Launched by COSMETIQUE ACTIVE INTERNATIONAL · Jul 18, 2024

Keywords

ClinConnect Summary

This clinical trial is studying how effective a specific skincare routine is for treating melasma, a condition that causes dark patches on the skin, especially on the face. The trial will compare the effects of a combination of a serum and a night cream (called Serum B3 and B3 retinol night cream) used for six months against two established treatments: hydroquinone (a well-known treatment for skin discoloration) and the Kligman Trio (a combination of creams) used for three months, followed by the new skincare routine for another three months.
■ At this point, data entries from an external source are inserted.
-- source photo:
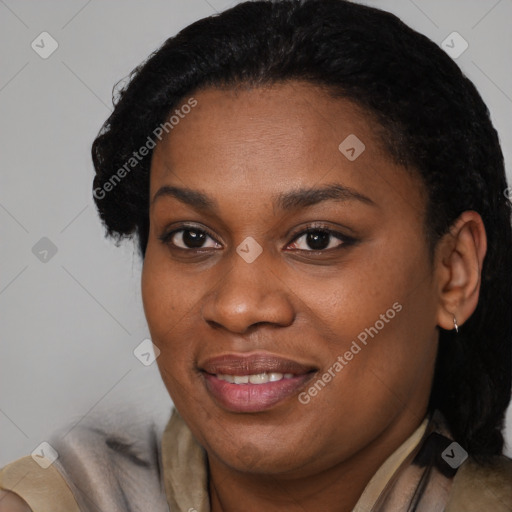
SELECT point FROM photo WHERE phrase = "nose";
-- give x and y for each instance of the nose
(248, 294)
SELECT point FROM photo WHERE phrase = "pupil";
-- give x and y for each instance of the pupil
(193, 238)
(318, 240)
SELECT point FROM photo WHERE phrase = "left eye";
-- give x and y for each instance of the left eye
(317, 240)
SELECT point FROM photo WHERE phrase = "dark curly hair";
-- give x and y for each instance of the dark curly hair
(432, 121)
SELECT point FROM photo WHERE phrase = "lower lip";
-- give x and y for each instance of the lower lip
(253, 397)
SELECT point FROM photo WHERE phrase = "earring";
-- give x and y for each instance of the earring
(455, 326)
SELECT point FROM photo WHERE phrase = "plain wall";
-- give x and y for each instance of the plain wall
(69, 325)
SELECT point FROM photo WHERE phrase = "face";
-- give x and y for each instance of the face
(287, 281)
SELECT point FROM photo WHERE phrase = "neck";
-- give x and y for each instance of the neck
(336, 488)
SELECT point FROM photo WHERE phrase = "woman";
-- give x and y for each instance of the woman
(318, 196)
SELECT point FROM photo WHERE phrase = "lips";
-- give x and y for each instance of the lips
(253, 364)
(254, 382)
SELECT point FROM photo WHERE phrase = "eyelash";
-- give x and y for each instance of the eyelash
(346, 240)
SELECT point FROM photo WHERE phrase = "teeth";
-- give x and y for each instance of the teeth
(260, 378)
(257, 378)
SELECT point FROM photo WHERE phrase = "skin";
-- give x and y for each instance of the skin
(242, 148)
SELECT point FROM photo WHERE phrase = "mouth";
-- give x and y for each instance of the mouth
(255, 382)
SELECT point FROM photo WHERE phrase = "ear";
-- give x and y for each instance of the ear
(459, 259)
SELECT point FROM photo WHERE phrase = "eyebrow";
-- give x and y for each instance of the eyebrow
(294, 199)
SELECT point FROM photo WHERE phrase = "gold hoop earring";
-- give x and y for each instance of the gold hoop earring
(455, 326)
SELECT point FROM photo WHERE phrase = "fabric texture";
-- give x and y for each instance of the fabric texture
(122, 466)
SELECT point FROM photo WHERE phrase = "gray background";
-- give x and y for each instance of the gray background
(69, 325)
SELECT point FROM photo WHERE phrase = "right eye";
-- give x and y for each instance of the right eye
(189, 239)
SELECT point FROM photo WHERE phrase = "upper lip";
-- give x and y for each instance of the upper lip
(250, 364)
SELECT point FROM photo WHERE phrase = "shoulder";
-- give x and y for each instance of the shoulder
(479, 487)
(116, 459)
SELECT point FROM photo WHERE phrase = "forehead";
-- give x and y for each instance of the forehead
(266, 139)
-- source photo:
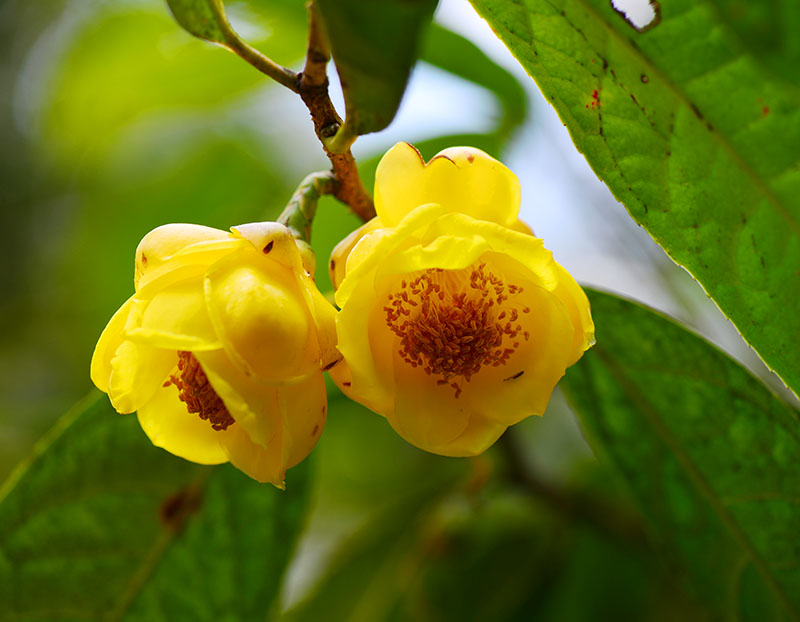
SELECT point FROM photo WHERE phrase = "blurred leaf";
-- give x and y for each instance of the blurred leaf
(150, 72)
(102, 525)
(691, 136)
(364, 466)
(711, 455)
(767, 29)
(374, 44)
(202, 18)
(458, 55)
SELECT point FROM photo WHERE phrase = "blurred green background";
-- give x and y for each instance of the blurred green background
(113, 121)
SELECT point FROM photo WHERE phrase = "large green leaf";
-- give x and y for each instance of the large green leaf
(374, 44)
(711, 455)
(691, 136)
(103, 525)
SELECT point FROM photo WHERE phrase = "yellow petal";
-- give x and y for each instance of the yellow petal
(426, 414)
(577, 304)
(304, 408)
(137, 371)
(273, 239)
(478, 436)
(462, 179)
(260, 316)
(505, 395)
(169, 425)
(164, 242)
(324, 314)
(255, 406)
(455, 241)
(263, 464)
(173, 317)
(286, 421)
(339, 256)
(374, 246)
(367, 347)
(110, 339)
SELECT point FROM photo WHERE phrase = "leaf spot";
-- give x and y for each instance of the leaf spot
(640, 15)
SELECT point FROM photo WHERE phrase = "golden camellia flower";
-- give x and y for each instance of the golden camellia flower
(455, 321)
(220, 349)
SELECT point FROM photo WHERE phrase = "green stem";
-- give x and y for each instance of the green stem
(302, 206)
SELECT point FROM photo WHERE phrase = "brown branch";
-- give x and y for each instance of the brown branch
(312, 85)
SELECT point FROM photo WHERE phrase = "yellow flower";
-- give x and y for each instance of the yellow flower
(219, 350)
(455, 321)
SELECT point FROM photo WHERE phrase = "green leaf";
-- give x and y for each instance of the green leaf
(459, 56)
(691, 136)
(374, 44)
(204, 19)
(710, 454)
(768, 30)
(102, 525)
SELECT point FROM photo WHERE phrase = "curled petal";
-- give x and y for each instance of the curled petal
(110, 339)
(263, 464)
(137, 371)
(173, 317)
(461, 179)
(577, 305)
(166, 241)
(260, 316)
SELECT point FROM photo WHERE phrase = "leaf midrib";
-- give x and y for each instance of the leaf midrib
(637, 52)
(691, 470)
(155, 555)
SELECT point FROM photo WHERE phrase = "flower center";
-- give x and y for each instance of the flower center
(453, 331)
(196, 392)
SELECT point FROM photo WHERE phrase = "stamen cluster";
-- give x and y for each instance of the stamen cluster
(452, 332)
(196, 392)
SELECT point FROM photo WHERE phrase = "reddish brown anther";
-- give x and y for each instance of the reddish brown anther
(453, 334)
(196, 392)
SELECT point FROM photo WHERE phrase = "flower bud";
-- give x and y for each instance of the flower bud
(221, 347)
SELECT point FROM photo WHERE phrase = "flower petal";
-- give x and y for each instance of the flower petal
(324, 314)
(137, 371)
(304, 408)
(263, 464)
(166, 241)
(169, 425)
(522, 387)
(367, 346)
(462, 179)
(110, 339)
(339, 256)
(173, 317)
(253, 405)
(480, 434)
(425, 413)
(577, 304)
(285, 420)
(260, 316)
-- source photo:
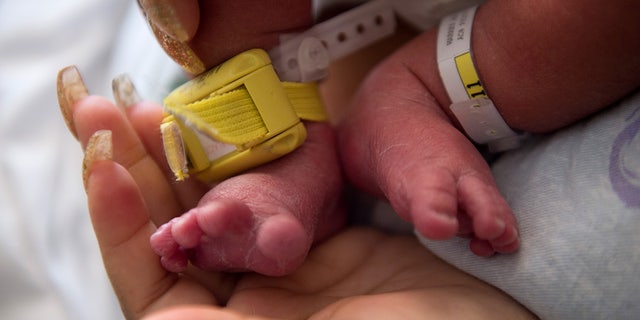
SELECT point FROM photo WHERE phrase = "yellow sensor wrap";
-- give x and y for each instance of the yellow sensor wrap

To participate, women aged 18 to 65 with certain skin types and well-defined melasma that has been present for over a year may be eligible. However, those who have recently used certain medications or treatments for melasma or have specific health conditions won't be able to join. Participants in the trial can expect to use the provided skincare products and attend regular check-ins to monitor their skin's progress. It's important to know that the trial is not yet recruiting participants, so there will be a wait before it begins.

Gender

FEMALE

Eligibility criteria

• Inclusion Criteria:
• • 18-65 years
• • Phototype II-V
• • 50% with sensitive skin (declarative);
• • Subjects should be affected by well defined symmetrical (on both sides of the face) epidermal melasma (clinically diagnosed under Wood's light examination) lasting since more than a year
• Exclusion Criteria:
• • Subjects under topical or systemic retinoids;
• • Subjects having used topical tretinoin within 3 months or topical hydroquinone within 6 months prior to inclusion;
• • Subjects under systemic immunosuppressants and considered immune compromised
• • Subjects under active treatment of melasma (including topicals or procedures) within the last 3 months
• • Pregnant women and/or breastfeeding women
• • Subjects with a recent change in contraception (since less than 6 months);
• • Subjects known allergy to any component of tested product;
• • Subjects not presenting with the conditions needed to comply with the protocol;
• • Subjects without any other dermatological conditions on the face
• • Subject under menopause phase with hormonal replace therapy
• • Subjects in the initial phase, change or discontinuation of hormonal treatment (estroprogesterone, cyproteron acetate, androgenic...) in the last 3 months;
• • Subjects currently using any medication, which in the opinion of the investigator, may affect the evaluation of the study product, or place the subject at undue risk.
• • Subjects unable to give their informed consent.